4th Governor of Davao del Sur
- In office June 30, 2016 – June 10, 2021
- Vice Governor: Aileen Almendras (2016–2019) Marc Douglas Cagas IV (2019–2021)
- Preceded by: Claude Bautista
- Succeeded by: Marc Douglas Cagas IV
- In office June 30, 2007 – June 30, 2013
- Vice Governor: Simplicio Latasa (2007–2010) Arsenio Latasa (2010–2013)
- Preceded by: Benjamin Bautista Jr.
- Succeeded by: Claude Bautista
- In office February 2, 1988 – June 30, 1992
- Preceded by: Alejandro Almendras
- Succeeded by: Rogelio Llanos

Member of the House of Representatives from Davao del Sur's 1st district
- In office June 30, 1998 – June 30, 2007
- Preceded by: Alejandro Almendras Jr.
- Succeeded by: Marc Douglas Cagas IV

Member of the Regular Batasang Pambansa
- In office June 30, 1984 – March 25, 1986 Serving with Alejandro Almendras
- Constituency: Davao del Sur

Personal details
- Born: December 3, 1943 Second Philippine Republic
- Died: June 10, 2021 (aged 77) Digos, Davao del Sur, Philippines
- Party: Independent (2018–2021)
- Other political affiliations: Nacionalista (2009–2018) Lakas (2007–2009) NPC (2001–2007) LAMMP (1998–2001) PDP–Laban (1984–1986)
- Spouse: Mercedes Chan Cagas
- Children: Marc Douglas Cagas IV

= Douglas Cagas =

Philippine politician (1943–2021)

Douglas "Dodo" Ralota Cagas (December 3, 1943 – June 10, 2021) was a Filipino politician and a representative of the first district of the Philippine province of Davao del Sur. He later served as governor of Davao del Sur from 2007 to 2013 and again from 2016 until his death.

==Biography==
A member of the well-known Cagas clan, Cagas was an important and controversial personality within the Mindanao political movement. He began his political career in the early 1980s as a member of the Regular National Assembly of his province, and then became a member of the House of Representatives between 1998 and 2007. At the end of his term as representative, he was elected governor of Davao del Sur, a position he held until 2013 and again from 2016 until his death. Accused of being the instigator of the murder of journalist Nestor Bedolido in Digos in 2010, four years later, Cagas surrendered to law enforcement after an arrest warrant was issued against him. Released from prison in 2016, he was then accused by Senator Leila de Lima, along with her son and Arrel Olaño, of having appropriated approximately 9.3 million pesos through the pork barrel system during his mandate as representative.

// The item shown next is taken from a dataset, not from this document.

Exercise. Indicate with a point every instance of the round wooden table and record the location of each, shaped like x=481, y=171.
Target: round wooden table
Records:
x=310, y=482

==Personal life and death==
Cagas was married to Chinese-Filipino Mercedes Chan Cagas, with whom he had a son, Marc. Both in turn entered politics.

Cagas died from complications of COVID-19 on June 10, 2021, at the Digos Medical Center, where he had been hospitalized for three weeks. He was succeeded as Governor by his son Marc.